我可以确定右值引用的类型吗？

Question

I have a serialize function that performs differently based on the type. I'd like to be able to call it with both f(x) and f(5) , but f(5) fails with error No matching function for call to 'f', Candidate function [with T = int] not viable: expects an l-value for 1st argument. If I change f(T& t) to f(T&& t) then f(x) is not arithmetic. How can I recognize both f(x) and f(5) to be arithmetic, and similarly for any type such as the string type below? I don't want to force the input to be const because I want to alter it otherwise.

template<typename T>
void f(T& t)
{
    if constexpr (std::is_arithmetic_v<T>)
    {
        // do stuff
    }
    else if constexpr (std::is_same_v<T, std::string>)
    {
        // do other stuff
    }
    else
    {
        //alter non-const input
    }
}

int main()
{
    int x;
    f(x);
    f(5);
    return 0;
}

Answer 1

You can use a forwarding reference, T&& , to take the argument by either lvalue- or rvalue reference depending on what's passed in.
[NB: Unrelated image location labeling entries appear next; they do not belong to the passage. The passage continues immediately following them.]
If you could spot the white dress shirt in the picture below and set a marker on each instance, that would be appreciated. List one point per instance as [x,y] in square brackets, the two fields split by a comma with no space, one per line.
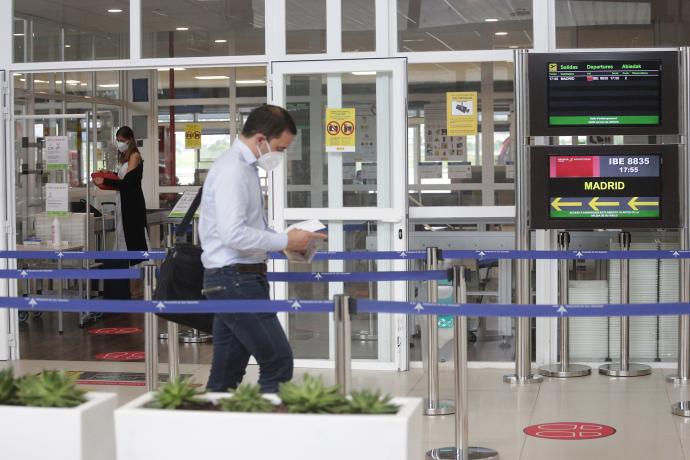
[232,226]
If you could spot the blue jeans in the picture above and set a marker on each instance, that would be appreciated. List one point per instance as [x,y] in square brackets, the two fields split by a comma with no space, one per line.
[237,336]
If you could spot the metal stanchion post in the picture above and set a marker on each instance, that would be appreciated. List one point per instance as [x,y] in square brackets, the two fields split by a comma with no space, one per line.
[150,331]
[173,352]
[433,405]
[343,343]
[564,369]
[682,408]
[461,387]
[625,368]
[523,331]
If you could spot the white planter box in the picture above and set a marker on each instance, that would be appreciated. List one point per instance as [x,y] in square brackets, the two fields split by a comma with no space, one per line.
[86,432]
[153,434]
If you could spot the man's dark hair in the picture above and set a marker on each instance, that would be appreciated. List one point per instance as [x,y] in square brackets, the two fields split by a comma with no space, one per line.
[270,120]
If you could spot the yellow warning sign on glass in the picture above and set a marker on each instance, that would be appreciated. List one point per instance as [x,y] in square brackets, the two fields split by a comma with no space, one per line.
[462,113]
[340,130]
[192,136]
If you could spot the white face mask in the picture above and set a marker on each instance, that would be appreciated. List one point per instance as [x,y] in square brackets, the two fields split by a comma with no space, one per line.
[122,146]
[270,160]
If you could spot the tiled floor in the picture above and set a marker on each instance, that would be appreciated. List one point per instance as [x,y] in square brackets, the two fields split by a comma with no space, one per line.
[638,408]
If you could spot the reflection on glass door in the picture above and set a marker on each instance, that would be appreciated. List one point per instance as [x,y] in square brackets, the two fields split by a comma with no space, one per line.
[358,192]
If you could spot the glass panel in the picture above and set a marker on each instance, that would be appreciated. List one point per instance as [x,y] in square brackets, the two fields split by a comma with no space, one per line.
[64,30]
[181,166]
[621,24]
[358,25]
[450,25]
[308,163]
[450,170]
[305,26]
[309,333]
[179,28]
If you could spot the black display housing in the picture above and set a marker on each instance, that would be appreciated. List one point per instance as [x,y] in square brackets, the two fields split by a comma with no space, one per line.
[539,94]
[542,187]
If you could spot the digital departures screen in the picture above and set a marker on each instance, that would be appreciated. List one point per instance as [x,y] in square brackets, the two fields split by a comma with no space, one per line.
[605,186]
[604,93]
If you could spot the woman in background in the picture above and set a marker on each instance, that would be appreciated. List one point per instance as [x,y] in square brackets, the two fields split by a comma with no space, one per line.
[131,233]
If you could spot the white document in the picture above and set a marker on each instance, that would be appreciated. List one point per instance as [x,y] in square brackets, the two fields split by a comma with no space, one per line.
[57,199]
[56,152]
[312,225]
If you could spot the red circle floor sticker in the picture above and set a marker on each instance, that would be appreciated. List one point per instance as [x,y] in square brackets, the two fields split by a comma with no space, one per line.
[570,431]
[115,330]
[122,356]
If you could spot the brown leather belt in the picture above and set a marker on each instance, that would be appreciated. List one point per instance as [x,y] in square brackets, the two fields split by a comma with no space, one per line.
[259,269]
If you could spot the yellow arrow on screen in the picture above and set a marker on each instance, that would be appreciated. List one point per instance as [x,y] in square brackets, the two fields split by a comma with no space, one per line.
[558,204]
[595,203]
[634,203]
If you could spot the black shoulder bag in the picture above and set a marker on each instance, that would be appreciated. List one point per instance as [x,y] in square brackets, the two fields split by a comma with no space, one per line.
[182,276]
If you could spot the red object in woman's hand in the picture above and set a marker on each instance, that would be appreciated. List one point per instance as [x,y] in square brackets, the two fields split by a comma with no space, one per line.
[104,175]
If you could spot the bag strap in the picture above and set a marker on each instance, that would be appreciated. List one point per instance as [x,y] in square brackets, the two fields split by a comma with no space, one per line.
[187,219]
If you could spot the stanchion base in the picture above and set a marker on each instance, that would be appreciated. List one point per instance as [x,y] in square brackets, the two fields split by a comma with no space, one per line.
[451,453]
[440,407]
[634,370]
[677,379]
[682,409]
[190,337]
[514,379]
[573,370]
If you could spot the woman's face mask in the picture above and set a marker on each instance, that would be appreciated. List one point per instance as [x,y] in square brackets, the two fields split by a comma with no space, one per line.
[270,160]
[122,146]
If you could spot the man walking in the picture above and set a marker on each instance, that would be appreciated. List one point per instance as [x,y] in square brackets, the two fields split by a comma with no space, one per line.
[235,238]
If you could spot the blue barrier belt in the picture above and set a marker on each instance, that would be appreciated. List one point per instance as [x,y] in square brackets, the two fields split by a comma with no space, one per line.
[81,255]
[358,276]
[72,274]
[518,310]
[326,306]
[167,306]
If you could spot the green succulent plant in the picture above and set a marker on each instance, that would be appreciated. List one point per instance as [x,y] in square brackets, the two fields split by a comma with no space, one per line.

In case of lvalue, T = int& , so we need to use std::decay_t to remove the reference from the type.

When we pass an rvalue, T = int and decay does nothing.

#include <type_traits>
#include <string>
#include <iostream>

template<typename T>
void f(T&& t)
{
    using T_Type = std::decay_t<T>; // remove const/reference from the type
    if constexpr (std::is_arithmetic_v<T_Type>)
    {
        // do stuff
    }
    else if constexpr (std::is_same_v<T_Type, std::string>)
    {
        // do other stuff
    }
    else
    {
        //alter non-const input
    }
}

int main()
{
    int x;
    f(x);
    f(5);
    return 0;
}

Note that std::decay performs

Applies lvalue-to-rvalue, array-to-pointer, and function-to-pointer implicit conversions to the type T

If any of those cases is not desired, you can use a combination of std::remove_reference and std::remove_const , or in case of c++20 we can use std::remove_cvref .